Indeed, the dearth of doctors and other healthcare providers opens opportunities for pharmacists to get out from behind the pharmacy counter and into communities and clinics everywhere. With their skill set, pharmacists are also uniquely suited to treat today’s population, Graham says.
“Most of your chronic disease states today are driven by medication,” he says. “So who better to be managing and tailoring your medication regimen than a pharmacist clinician who has spent six years in training for that?”
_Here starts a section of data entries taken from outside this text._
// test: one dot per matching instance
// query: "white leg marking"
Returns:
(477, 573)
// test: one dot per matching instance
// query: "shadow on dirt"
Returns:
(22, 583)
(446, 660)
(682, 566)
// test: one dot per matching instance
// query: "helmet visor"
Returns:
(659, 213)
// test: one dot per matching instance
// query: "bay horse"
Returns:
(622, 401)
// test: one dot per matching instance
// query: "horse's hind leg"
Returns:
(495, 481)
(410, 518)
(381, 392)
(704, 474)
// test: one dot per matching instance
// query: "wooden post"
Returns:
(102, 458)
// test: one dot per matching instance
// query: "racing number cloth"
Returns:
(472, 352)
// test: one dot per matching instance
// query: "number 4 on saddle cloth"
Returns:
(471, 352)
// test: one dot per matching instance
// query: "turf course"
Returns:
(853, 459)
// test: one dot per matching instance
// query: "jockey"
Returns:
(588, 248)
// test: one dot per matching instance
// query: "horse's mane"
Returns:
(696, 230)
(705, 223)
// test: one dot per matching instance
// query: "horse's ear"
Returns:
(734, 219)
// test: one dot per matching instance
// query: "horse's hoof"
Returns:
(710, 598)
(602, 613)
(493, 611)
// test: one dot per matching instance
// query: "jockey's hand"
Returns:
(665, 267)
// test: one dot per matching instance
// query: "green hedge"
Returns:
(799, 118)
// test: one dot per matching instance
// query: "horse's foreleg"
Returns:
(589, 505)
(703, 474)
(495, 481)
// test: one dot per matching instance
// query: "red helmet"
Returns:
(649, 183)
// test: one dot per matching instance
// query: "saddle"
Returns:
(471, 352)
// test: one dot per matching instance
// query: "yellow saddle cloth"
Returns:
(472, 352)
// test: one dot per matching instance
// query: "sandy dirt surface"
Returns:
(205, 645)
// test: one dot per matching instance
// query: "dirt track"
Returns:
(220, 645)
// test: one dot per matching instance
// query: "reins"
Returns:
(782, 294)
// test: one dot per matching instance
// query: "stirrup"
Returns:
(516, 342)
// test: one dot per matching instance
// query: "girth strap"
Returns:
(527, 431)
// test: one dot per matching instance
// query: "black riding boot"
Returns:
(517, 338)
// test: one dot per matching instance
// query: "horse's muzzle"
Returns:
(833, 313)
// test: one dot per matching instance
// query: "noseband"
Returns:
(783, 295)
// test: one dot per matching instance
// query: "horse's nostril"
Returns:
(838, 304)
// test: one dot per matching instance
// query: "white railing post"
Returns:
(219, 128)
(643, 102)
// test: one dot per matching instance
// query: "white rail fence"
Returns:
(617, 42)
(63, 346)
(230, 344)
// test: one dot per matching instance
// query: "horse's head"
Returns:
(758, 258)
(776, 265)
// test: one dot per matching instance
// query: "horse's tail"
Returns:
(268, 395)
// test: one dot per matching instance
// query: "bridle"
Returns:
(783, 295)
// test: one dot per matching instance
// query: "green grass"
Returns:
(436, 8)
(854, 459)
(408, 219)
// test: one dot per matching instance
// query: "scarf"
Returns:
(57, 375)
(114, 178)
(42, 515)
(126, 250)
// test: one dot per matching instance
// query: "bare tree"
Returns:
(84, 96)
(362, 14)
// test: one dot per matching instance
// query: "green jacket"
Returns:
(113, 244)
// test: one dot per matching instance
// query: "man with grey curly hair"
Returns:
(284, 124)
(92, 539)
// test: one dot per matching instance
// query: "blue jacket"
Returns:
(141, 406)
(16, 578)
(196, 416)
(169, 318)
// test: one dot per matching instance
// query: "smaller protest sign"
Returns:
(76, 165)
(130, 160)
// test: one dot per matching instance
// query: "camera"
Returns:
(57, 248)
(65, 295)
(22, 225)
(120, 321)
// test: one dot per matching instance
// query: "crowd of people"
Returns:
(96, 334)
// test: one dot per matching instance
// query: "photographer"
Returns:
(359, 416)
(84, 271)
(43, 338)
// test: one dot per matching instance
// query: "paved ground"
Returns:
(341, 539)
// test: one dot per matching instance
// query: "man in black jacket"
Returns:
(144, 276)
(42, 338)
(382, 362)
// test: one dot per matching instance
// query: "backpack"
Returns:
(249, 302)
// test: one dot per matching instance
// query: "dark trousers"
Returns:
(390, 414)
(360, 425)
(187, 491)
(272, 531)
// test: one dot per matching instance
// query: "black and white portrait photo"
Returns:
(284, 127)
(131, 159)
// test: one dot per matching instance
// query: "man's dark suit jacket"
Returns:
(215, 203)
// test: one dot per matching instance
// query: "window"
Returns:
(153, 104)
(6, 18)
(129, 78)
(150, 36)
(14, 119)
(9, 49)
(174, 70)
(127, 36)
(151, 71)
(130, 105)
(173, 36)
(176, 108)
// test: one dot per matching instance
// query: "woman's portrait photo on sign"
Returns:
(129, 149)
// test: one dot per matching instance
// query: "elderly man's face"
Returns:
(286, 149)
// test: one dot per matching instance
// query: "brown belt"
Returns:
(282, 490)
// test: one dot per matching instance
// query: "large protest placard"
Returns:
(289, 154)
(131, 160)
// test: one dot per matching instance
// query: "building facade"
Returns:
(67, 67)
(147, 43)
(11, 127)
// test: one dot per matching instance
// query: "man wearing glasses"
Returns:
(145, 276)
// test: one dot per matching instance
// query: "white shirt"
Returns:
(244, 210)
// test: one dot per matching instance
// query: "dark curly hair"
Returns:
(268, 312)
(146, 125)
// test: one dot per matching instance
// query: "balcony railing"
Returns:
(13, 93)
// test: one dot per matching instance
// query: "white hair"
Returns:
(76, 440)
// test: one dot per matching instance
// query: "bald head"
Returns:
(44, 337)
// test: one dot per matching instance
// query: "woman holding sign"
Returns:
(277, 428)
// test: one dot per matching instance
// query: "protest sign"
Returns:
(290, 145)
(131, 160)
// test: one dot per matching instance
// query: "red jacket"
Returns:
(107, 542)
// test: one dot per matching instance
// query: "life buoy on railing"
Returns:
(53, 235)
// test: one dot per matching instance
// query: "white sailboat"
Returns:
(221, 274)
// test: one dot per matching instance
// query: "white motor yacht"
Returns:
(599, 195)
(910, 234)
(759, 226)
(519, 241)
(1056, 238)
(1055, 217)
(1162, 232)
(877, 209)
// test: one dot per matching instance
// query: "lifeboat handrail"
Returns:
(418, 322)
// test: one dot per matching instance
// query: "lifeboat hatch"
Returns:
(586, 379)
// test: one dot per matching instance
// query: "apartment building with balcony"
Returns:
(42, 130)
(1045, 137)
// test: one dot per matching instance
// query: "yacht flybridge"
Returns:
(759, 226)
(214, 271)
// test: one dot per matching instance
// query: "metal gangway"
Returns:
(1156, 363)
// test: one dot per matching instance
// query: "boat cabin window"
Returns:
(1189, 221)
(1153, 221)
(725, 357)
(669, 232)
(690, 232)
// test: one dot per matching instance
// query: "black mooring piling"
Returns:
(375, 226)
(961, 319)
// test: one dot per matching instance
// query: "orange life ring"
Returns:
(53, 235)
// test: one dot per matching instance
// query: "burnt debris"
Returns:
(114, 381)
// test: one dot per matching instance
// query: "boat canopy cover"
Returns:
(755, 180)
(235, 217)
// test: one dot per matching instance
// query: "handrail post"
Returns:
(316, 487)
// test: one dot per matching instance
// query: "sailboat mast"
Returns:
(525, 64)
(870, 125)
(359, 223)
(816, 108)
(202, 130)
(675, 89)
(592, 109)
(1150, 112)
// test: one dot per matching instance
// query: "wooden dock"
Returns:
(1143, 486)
Graham says pharmacists are also in the perfect position to advance organizational initiatives such as Presbyterian’s antibiotic stewardship and opioid stewardship programs. During a recent accreditation visit, one surveyor declared Presbyterian’s antimicrobial stewardship program, led by credentialed and privileged pharmacists prescribing independently, could be a model for the nation, Graham says.
Presbyterian’s opioid stewardship program helps to educate the community about the dangers of misusing prescription medications, oversees the appropriate prescribing of opioids across the organization, and offers services including drug take-back and disposal, buprenorphine induction, and naloxone dispensing services. The pharmacy team is also active in implementing a new mobile immunization program, taking immunization services into rural communities where services are most needed.
“New Mexico is a very rural state in many regards, and our immunization rate is a bit lower than the national average,” he says. “So we’re going to be taking immunizations into the community rather than expecting them to come to us.”
While such initiatives aren’t obvious or immediate money makers for the health system, they help improve the health of the overall community, which benefits Presbyterian and its providers in ways that can’t be measured by the bottom line. Their central goal is increasing their impact and moving patient outcomes from “Good to Great,” Graham says.
“I can honestly say, even with all of the challenges in healthcare, I don’t believe there has been a better time to be a pharmacist.”